The post does not answer 'How to Read a Novel'.
Most of the post is devoted to 'Why I think fiction is useful'.
The author's answer: vicarious learning.
Author answers how to maybe rank and choose a book: Book that provides recognizable experience of human decision making is better than book that does not.
Which is fine. But not 'How to Read a Novel'.
This is very true!
I felt like the writer didn't really get what novels are for, and it explains why he decided he's a better fit for non-fiction. He seemed to be explaining novel utility to a bunch of imaginary STEM grads.
Personally, I read for the metempsychosis. Like Zelig but with authors, a briefly shared subjectivity that shapes whatever I go back to when I put the book down.

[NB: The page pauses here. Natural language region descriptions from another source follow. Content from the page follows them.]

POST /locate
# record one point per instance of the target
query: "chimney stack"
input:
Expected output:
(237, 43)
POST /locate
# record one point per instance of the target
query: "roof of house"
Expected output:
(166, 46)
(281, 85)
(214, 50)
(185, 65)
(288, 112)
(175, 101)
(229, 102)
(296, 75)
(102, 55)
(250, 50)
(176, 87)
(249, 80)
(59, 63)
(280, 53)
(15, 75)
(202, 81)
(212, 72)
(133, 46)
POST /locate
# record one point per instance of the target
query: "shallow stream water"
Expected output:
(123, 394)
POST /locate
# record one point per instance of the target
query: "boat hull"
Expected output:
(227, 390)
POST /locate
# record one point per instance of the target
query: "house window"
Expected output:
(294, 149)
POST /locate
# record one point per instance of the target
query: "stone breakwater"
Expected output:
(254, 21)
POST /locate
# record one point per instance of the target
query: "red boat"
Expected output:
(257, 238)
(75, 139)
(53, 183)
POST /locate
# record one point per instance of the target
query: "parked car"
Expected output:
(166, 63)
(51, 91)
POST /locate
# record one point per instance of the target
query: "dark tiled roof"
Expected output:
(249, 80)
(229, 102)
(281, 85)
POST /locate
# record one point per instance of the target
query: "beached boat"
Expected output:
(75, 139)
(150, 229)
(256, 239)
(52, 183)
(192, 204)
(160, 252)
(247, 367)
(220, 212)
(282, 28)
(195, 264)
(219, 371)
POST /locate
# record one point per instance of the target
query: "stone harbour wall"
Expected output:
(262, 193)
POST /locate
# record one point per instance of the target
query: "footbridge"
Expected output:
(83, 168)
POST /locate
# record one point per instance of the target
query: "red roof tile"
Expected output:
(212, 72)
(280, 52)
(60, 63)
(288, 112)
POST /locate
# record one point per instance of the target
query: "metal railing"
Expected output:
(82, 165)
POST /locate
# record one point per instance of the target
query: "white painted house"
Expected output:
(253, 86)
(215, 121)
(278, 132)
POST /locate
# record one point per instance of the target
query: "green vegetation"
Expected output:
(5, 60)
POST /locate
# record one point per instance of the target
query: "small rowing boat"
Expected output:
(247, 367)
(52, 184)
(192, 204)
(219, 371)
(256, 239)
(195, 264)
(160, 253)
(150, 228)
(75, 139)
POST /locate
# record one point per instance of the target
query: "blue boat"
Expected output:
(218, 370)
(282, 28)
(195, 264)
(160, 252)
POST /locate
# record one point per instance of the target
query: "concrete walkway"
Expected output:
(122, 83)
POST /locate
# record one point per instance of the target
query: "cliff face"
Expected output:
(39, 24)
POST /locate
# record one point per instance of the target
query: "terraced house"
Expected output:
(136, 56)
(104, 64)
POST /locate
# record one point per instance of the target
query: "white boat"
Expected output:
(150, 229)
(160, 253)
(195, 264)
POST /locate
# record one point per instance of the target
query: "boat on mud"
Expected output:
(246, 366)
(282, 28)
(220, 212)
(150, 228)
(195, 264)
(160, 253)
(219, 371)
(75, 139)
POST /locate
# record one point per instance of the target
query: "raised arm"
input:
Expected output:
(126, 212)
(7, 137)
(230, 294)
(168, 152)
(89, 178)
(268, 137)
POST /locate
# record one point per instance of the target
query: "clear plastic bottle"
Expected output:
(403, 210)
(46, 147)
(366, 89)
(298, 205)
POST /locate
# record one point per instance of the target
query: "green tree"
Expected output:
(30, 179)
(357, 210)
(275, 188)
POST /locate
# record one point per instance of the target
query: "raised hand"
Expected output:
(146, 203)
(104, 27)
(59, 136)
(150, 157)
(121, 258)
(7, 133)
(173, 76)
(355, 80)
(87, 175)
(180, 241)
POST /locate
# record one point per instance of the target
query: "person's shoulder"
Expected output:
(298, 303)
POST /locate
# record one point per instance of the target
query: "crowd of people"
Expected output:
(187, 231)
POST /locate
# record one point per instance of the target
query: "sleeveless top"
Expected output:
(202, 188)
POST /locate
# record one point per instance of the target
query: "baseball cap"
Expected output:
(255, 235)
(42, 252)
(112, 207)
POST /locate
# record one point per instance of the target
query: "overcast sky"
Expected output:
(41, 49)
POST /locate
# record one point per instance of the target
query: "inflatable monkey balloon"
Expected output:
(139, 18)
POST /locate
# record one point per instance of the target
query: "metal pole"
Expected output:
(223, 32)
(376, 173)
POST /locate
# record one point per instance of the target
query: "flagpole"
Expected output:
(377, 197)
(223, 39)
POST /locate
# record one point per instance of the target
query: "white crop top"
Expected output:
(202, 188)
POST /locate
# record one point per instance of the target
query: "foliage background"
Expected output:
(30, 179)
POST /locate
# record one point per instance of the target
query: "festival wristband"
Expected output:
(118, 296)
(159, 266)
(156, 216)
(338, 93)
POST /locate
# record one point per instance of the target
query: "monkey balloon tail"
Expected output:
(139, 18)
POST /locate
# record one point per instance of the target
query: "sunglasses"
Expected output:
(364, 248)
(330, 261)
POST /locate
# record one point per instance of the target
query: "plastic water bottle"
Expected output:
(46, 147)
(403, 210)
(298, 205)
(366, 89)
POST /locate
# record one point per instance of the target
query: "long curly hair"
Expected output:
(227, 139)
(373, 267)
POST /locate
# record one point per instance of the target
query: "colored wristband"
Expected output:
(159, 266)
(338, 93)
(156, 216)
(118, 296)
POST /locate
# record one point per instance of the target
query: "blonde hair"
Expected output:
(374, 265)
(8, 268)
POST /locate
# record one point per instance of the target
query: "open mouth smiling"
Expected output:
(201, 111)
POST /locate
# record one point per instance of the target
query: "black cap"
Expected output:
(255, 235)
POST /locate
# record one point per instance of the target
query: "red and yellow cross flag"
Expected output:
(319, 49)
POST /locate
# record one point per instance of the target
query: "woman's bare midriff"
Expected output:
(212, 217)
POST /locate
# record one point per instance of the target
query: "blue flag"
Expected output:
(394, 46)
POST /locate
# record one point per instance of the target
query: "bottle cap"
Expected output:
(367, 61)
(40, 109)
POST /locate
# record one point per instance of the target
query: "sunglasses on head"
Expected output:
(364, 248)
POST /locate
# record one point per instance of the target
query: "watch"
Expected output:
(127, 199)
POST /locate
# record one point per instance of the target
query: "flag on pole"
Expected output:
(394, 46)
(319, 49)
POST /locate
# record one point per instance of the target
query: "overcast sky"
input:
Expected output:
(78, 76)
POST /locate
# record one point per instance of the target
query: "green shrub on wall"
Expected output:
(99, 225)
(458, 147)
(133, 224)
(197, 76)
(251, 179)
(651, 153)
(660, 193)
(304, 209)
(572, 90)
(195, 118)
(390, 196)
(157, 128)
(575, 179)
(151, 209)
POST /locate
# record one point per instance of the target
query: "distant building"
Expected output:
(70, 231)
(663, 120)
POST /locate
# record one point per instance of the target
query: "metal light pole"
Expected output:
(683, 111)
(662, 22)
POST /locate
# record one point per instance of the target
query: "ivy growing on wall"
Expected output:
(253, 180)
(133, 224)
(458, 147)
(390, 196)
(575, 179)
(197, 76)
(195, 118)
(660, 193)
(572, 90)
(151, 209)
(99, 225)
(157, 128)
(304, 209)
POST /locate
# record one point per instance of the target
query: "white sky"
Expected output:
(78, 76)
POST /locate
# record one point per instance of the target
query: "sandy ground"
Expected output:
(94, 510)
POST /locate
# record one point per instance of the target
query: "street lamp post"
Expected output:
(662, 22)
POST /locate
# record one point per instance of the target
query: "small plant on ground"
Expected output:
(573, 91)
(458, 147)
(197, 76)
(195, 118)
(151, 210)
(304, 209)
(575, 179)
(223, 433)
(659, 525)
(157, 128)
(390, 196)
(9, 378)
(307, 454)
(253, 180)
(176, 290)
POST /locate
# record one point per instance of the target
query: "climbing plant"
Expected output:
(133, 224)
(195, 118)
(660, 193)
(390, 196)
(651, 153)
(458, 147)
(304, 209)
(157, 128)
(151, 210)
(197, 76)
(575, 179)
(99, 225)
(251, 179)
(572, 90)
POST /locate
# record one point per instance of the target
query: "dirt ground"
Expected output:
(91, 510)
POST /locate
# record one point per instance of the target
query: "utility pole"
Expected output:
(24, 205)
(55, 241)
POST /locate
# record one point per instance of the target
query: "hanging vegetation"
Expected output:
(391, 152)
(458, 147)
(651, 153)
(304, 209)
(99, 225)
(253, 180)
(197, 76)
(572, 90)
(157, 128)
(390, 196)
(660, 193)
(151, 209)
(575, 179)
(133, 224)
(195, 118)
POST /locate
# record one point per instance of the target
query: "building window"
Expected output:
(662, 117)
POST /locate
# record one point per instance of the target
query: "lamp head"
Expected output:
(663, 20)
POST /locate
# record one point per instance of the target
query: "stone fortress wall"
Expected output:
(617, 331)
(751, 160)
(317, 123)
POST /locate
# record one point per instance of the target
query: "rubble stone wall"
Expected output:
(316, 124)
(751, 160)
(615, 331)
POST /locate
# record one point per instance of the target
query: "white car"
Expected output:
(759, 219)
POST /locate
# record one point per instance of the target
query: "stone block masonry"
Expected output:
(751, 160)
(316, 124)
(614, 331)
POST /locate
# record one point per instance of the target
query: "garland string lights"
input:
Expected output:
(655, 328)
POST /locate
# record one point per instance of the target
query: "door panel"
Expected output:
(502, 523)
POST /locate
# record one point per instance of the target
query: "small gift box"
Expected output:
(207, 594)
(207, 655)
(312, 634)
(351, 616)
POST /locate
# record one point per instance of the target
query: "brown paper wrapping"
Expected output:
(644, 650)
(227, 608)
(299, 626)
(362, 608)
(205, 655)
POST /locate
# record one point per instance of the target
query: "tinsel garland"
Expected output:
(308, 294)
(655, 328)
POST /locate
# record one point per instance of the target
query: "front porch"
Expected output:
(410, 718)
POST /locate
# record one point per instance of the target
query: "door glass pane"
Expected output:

Reading novels helps me escape the tyranny of my own mind (just like reading history helps us escape the tyranny of our own time, as the man said). In a way I feel like the West meditates through novels.
This is why I mostly gave up to read anything on substack - articles there often have quite catchy titles but at the end they often are not related to article's contents.
How to read a novel, step one: pick up the book. Gaze upon the cover. What is the title? Is there imagery? Does the face include the author’s name, or any other text? Turn it edgewise, take in the spine - and then spare a glance for the back. What might be written on the pages beneath the cover?